Mindfulness: Learning in the Task
I had a riding lesson today. My family is mad-keen and has been having lessons for many months now. I wanted to go as I look for activities where I can completely lock my focus onto something. Enforced mindfulness I suppose. My colleague Jane and I have had a couple of discussions on the need for a switch off by completely switching onto something else. She gets this switch off relaxation from snowboarding. To paraphrase terribly, I think she said something like ‘you tend to concentrate if you’re hurtling down a hill and likely to kill yourself if you don’t’
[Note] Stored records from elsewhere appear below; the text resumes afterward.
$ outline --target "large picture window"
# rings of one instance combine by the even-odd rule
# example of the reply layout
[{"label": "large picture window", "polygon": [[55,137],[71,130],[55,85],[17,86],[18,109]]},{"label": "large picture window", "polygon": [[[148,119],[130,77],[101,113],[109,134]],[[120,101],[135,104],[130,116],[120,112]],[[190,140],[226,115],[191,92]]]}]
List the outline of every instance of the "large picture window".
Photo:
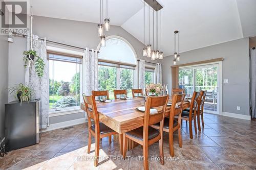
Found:
[{"label": "large picture window", "polygon": [[80,105],[81,58],[48,53],[49,108],[55,110]]}]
I challenged myself to try and move as quickly as possible in my lesson to more feelings and intuition (rather than consciously running through all the things in my head that I should be doing during a rising trot: up on the horse’s forward stride, knees as a lever, keeping balance, not tipping forward, chest pulled back as though on string…..etc etc.). A very good teacher, but it seemed to work and I got it quite quickly by relating the movements in my hips to the movements of the horse and going with the flow. By utterly being in the moment, I learnt ‘how’ to do something. Following the lesson it feels like something clicked and sunk in: past the conscious into know how/ ability (albeit at an extremely early stage)
It prompted me to think about a comment in Guy Claxton’s Hare Brain Tortoise Mind, which talked about how your ‘intelligent unconscious’ is continually learning from the situations in which you put yourself. How if you don’t break out and try or think about things differently, you’ll get stuck into a rut in your ways of thinking/ problem solving/ being creative etc.
When I have read variously about mindfulness and focus I have always challenged that multi-tasking, or at the very least thinking about something else whilst doing the things you can mundanely/ unconsciously do is a higher form of skill. That just focusing utterly and mindfully on one thing is time wasting.
Following my experience today, I’m now wondering whether by being fully focussed and mindful we not only get the task at hand done more efficiently, and without distraction. But that we also optimise our ability to truly learn ‘how’ to do something better. Whether we optimise our ability to learn new ways; to experiment and challenge ourselves.
So, by being mindful we can improve our ability to develop and learn as human beings.